Companies often view loyalty programs as strictly being a customer retention strategy. While they are a powerful way to increase customer lifetime value and strengthen customer relationships, they can also be used as part of a customer acquisition strategy.
Use your cashback rewards loyalty program and cashback as a hook to attract new customers to your overall brand. This is an especially effective strategy if your company has other products and services that you can cross-sell to your rewards program participants.
Capital One is an excellent example of using its cashback rewards program, Capital One Shopping, as a customer acquisition tool. While people don’t have to be a Capital One bank customer to use Capital One Shopping, the value proposition of saving money via deals and cashback for online shopping is used to encourage people to use Capital One Shopping and get them into the larger Capital One product family.
Word of mouth is a powerful marketing tool and draw for new customers. Ninety-two percent of consumers in a Nielsen survey stated that they trusted recommendations made by friends and family members.
To harness the power of word-of-mouth, your program should empower your current customer base to drive referrals to the program and earn rewards for doing so.
By offering existing customers to earn additional loyalty program rewards — e.g. points, miles, or cashback — if they refer new customers to join via their referral link, you give them an attractive, low-effort way to get more value from your program while expanding the number of participants.
For example, our partner Givebacks offers a $5 referral bonus to their existing customers (called Backers) when they successfully refer a new Backer to the program:
Sign-up bonuses are a great way to attract new customers. By offering prospective customers free money or points when they sign up and use your program, you can begin the customer engagement on a positive note.
Bonuses are a popular tactic for companies to offer immediate value to new customers. Due to the incremental nature of customer revenue driven by your cashback rewards program, you may be able to allocate some of that incremental income to a campaign in which you offer a “new customer bonus” of say, $5, available in new customers’ accounts after they make their first purchase through your cashback loyalty program.
Loyalty programs need to provide value from the moment someone signs up.

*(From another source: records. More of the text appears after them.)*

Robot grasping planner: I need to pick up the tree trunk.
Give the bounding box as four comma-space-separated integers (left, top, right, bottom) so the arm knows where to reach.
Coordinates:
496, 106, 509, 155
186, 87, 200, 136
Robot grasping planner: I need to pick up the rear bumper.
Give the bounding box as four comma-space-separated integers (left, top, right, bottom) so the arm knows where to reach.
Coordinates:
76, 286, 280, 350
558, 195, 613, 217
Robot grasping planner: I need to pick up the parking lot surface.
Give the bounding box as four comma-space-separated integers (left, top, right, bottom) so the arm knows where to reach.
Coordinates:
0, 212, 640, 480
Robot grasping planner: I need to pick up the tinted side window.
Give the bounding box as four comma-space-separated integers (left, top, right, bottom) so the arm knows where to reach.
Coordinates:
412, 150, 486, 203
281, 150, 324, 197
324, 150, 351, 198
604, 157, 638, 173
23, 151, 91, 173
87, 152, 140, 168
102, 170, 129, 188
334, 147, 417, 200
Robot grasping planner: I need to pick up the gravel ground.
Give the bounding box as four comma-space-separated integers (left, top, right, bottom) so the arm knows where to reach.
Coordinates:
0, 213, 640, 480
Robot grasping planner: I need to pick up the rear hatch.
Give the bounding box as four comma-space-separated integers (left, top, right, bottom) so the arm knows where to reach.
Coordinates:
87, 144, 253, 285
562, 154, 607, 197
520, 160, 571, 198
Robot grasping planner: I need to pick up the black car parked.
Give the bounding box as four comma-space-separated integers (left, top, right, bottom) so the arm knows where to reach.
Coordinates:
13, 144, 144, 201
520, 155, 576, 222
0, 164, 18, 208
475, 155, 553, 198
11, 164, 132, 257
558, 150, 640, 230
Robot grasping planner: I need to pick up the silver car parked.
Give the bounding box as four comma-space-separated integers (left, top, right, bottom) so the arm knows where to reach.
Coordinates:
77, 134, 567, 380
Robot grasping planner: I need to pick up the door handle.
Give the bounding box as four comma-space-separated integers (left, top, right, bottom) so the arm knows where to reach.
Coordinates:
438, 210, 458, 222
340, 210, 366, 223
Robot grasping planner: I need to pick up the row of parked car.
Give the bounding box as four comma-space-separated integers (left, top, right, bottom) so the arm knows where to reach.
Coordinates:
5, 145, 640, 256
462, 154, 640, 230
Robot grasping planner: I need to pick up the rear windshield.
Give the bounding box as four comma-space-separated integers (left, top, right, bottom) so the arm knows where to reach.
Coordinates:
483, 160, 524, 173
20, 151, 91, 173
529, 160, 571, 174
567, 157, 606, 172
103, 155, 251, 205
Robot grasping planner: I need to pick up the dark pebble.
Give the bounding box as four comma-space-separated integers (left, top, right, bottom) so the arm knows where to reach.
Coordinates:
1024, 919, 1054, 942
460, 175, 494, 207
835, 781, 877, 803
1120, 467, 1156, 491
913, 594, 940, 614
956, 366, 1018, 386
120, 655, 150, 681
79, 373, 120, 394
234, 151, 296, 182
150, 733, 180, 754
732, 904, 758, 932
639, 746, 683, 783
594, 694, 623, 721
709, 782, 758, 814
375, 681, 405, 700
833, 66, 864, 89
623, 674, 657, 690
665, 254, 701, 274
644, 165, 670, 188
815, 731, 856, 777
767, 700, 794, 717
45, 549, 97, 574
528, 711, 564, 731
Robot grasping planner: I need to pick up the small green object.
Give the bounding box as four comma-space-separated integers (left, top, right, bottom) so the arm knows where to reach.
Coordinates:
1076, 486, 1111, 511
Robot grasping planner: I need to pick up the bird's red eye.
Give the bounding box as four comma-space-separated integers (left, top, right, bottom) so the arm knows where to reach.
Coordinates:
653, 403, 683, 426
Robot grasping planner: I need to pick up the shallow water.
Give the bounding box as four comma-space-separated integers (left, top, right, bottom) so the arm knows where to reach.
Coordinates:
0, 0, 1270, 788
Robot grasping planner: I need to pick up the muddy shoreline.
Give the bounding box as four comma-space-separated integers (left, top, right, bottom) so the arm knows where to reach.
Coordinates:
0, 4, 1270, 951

If customers have to wait too long to receive incentives, they may decide it’s not worth their time.
With an “instant cashback bonus” available as soon as a first purchase (or upon account opening), your customers will see the immediate benefit of participating in your program.
TopCashback (as of this writing) is offering a $10 bonus to new customers.
As mentioned above, cashback rewards on e-commerce shopping generate more incremental revenue for businesses. These types of programs offer a unique opportunity for a business to reinvest the incremental dollars earned via cashback, to fund more traditional customer acquisition tactics for a company's overall products, such as paid advertising.
In this way, cashback rewards programs driving incremental revenue from customers' online shopping can be a great way to cost-effectively increase your customer acquisition marketing budget.